Description 'Great Expectations@ 21st-century Dickens: a 1-day workshop aimed at teachers and trainess (KS2 and KS3) for Curriculum 2014 
Form Of Engagement Activity Participation in an activity, workshop or similar
Part Of Official Scheme? No
Geographic Reach Regional
Primary Audience Professional Practitioners
Results and Impact This 1-day workshop took place in the School of Education, University of Southampton, on 23 March 2013. It aimed to introduce practicing and trainee teachers to innovative and effective ways of teaching Dickens in the 21st-century classroom. The day began with an hour-long plenary lecture by the grant-holder (Hammond) titled 'We all have Great Expectations: new interpretations of Dickens's classic novel' in which delegates were introduced to her project findings, including Dickens's close relationship with the Victorian publishing industry, the ways in which the novel's first readers encountered it in Britain and the US (largely in small sections), and how Dickens understood and catered in the structure of the novel for the different competencies of his various readerships. Hammond demonstrated that this inbuilt formal flexibility enables Dickens to be translated effectively and enjoyably to the 21st-century classroom. Thereafter the day comprised talks and workshops as follows: 1/ 'Then and Now: teaching Dickensian themes in the 21st century'; 2/ 'Exploring the language of Dickens'; 3/Dramatising Dickens in the classroom.' The day ended with a roundtable titled 'Back to the Future: can Dickens survive in 2014?' The workshop was attended by 28 trainee and practicing teachers from Hampshire schools. The feedback questionnaire distributed at the end demonstrated the success of the day. All participants deemed all aspects of the workshop 'Excellent' or 'Good'; many commented that they would be using the ideas it had generated in their classrooms; and most stated that as a result of attending, they felt more confident about teaching Dickens effectively in the face of sometimes restrictive National Curriculum imperatives. The only downside of the day was the significant drop-out rate; 50 teachers signed up, but ultimately almost half found they were too tired and busy to give up a Saturday. All these, however, asked to be sent the teaching pack produced for the workshop.
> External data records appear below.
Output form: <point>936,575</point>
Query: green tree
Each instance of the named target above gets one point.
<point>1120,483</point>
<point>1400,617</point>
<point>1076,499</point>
Practising and trainee teachers who attended provided feedback which indicated that they generally felt the workshop had made them more comfortable teaching Dickens in the classroom, and given them ideas for making the novels accessible to 21st-century schoolchildren
Year(s) Of Engagement Activity 2012
 
Description Dickens 24-hour charity read-a-thon 
Form Of Engagement Activity Participation in an activity, workshop or similar
Part Of Official Scheme? No
Geographic Reach International
Primary Audience Public/other audiences
Results and Impact A group of almost 40 undergraduates, postgraduates, colleagues (University-wide) and members of the public read the whole of Charles Dickens's Great Expectations aloud in 14 different languages over the weekend of 14th/15th January 2017 to raise money for the Southampton Centre for Cancer Immunology. Dickens's great-great granddaughter participated, tweeted to the wider Dickens family, and publicized the event via the Charles Dickens Museum. Numbers of participants tweeted throughout, gaining an international response. Local radio stations Radio Solent and Radio Wave 105 interviewed myself and Kate Dickens about the event and broadcast the interviews during prime-time radio slots, thus reaching large numbers of listeners regionally.